Как и утро, Кира Крылова улыбалась всем и никому лично. После института сразу оказалась в воинской части и притом, что ей уже исполнилось двадцать пять лет, ходила в девушках. Но не в мрачных старых девах, тяжелых на руку и гадких на язык, а в утонченных кокетках. Откуда взялось такое сокровище и как держалось в воинской части? Была Кира из той необыкновенной и привлекательной категории девушек, что от рождения мечтают о принце. Как бы это не звучало смешно и, казалось, что так непохоже на настоящую жизнь, Кир Крыловых, слава богу, много на свете.
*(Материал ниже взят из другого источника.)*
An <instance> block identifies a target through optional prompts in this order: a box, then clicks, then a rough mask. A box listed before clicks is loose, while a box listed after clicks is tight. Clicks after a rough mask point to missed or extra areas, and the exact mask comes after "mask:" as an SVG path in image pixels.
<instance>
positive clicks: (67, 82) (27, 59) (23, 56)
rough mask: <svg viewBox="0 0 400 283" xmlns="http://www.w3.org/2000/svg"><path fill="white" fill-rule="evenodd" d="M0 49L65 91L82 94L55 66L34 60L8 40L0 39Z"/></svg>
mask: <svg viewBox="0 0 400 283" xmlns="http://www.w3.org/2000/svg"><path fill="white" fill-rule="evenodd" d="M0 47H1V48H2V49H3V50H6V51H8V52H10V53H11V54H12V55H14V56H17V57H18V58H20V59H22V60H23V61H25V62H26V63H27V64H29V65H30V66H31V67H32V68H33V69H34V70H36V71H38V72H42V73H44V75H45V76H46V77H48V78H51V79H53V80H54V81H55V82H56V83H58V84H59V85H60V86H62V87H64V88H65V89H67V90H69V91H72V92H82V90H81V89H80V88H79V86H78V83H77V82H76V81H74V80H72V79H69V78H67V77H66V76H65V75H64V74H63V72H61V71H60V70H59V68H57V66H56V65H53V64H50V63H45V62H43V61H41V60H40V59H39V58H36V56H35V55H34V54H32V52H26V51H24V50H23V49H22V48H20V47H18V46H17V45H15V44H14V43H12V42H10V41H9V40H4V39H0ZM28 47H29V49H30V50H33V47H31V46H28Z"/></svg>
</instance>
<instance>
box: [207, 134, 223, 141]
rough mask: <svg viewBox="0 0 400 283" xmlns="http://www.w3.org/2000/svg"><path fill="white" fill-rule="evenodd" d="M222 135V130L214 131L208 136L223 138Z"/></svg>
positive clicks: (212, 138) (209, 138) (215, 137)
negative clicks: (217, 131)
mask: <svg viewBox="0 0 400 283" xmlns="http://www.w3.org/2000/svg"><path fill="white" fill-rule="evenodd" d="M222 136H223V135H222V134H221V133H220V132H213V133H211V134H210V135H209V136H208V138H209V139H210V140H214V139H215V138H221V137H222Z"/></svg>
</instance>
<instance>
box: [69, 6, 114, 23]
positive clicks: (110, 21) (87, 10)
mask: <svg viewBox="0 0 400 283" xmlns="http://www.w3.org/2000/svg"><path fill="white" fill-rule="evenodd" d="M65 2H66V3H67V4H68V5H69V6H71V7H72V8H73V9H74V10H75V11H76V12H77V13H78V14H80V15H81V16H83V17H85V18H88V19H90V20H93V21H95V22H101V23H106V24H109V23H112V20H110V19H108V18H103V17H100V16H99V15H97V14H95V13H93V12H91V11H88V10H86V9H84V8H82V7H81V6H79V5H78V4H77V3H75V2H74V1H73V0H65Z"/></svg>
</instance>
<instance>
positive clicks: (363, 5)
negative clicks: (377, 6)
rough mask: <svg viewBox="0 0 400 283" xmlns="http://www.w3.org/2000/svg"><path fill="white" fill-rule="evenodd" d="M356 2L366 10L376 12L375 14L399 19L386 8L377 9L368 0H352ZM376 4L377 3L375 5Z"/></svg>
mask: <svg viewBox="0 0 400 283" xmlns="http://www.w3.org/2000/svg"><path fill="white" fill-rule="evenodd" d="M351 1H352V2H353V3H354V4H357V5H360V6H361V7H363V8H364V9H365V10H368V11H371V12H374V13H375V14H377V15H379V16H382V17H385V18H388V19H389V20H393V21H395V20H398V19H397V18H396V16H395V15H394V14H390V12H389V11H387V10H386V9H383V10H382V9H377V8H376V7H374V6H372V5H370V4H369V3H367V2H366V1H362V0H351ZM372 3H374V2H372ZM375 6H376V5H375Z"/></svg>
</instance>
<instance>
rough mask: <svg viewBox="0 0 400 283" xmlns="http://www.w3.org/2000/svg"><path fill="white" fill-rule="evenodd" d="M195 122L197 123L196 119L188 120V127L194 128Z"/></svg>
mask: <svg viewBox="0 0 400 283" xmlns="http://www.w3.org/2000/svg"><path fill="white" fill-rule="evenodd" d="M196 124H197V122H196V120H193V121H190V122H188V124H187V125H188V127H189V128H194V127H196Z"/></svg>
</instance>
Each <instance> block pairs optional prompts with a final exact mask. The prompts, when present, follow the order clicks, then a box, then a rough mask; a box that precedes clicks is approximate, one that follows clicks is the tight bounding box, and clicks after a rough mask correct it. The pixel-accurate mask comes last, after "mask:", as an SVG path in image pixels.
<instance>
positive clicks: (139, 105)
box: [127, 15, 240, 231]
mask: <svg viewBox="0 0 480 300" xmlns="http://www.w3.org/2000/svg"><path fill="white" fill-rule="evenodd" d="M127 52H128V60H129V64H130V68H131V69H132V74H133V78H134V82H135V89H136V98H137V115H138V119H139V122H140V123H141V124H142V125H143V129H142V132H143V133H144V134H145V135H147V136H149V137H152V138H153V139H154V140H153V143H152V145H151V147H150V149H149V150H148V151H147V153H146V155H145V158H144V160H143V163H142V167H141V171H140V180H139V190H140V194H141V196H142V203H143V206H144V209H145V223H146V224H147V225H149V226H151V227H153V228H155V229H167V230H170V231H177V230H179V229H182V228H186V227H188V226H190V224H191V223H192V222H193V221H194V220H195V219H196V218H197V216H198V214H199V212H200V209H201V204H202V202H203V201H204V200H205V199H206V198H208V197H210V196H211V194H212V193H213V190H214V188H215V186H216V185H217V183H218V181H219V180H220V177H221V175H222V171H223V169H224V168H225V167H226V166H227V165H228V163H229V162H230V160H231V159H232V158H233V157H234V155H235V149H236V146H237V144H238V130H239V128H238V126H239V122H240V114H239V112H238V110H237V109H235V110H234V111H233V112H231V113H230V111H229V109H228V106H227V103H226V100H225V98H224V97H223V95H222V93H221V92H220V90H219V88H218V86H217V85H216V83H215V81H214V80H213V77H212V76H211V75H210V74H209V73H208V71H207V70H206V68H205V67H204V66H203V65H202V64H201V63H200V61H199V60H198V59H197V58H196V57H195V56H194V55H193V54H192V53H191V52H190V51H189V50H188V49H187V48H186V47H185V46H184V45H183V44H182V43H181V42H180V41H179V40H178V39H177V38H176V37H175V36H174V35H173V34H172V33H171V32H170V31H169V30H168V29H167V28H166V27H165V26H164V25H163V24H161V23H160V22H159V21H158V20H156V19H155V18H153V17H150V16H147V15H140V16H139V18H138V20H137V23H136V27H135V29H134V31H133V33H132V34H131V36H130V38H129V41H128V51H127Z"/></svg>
С такими непросто, но страсть, как интересно, ты ей слово, а она тебе пол, а несказанную половину улыбкой. И гадай себе до потери рассудка и все равно не узнаешь, потому что Кира сама и не знает, о чем была ее улыбка. Она знает, что от ее улыбки у мужчин загорались глаза. Это, пожалуй, все, что Киры хотят знать про мужчин, чтобы ждать и не прогадать того особенного, что понесет ее по жизни на руках. Они так и представляют свою жизнь с мужчиной, чтобы как за каменной стеной, чтобы встречать любимого после долгих походов с работы. Они жизнерадостны, пока не узнают настоящей жизни, и самые счастливые, если и вправду встречают своих принцев. Познав боль и разочарование, они словно становятся детьми печали. Живут скромно и целомудренно, в принцев больше не верят и носят на лице вуаль драмы.

Портрет Давида Крылову поразил. Щуплый смуглый Рафик разом преобразился в глазах мечтательной Киры. Она смотрела на некрасивые пальцы рядового, и они казались ей все одно, что волшебные палочки, что могут, словно из ничего, создавать красоту. И тот факт, что художник снизошел из своего волшебного царства искусств в ее, пропахший лекарствами, кабинет. Кира покраснела, смотря на босые ноги близняшки с портрета.

А на следующий день рядовой Кудрявцев красивым почерком под диктовку Рафика писал стихи.

Мамедов сам удивлялся, откуда у него берутся слова и рифма, смотрел по сторонам, видел работы Давида и заключал, что от встречи с прекрасным, и отчего сукин сын лгал еще безбожней. И вышло следующее.


Я прежде преклонялся пред Мадонной

Но что Мадонна пред тобой?

Мираж, смазливая девчонка

Удача мастера и только.


А ты, звезда, богиня, совершенство,

Изяществ и порывов Эверест

Все, что не ты, полнейшее притворство,

Я на Венере ставлю крест.


Один твой томный взгляд и вдохновенье,

Одна улыбка и мечта,

Ты утро – Бога настроенье,

Ты вся земная красота


Любви не вправе я просить,

Но быть слугой твоим обязан пред природой,

Ты в праве жизнь мою одним лишь взмахом загасить,

Но и тогда не расплатиться мне с судьбой


Тобой я буду упиваться, как мечтой.

Кто я такой, чтоб ты открыла свой родник?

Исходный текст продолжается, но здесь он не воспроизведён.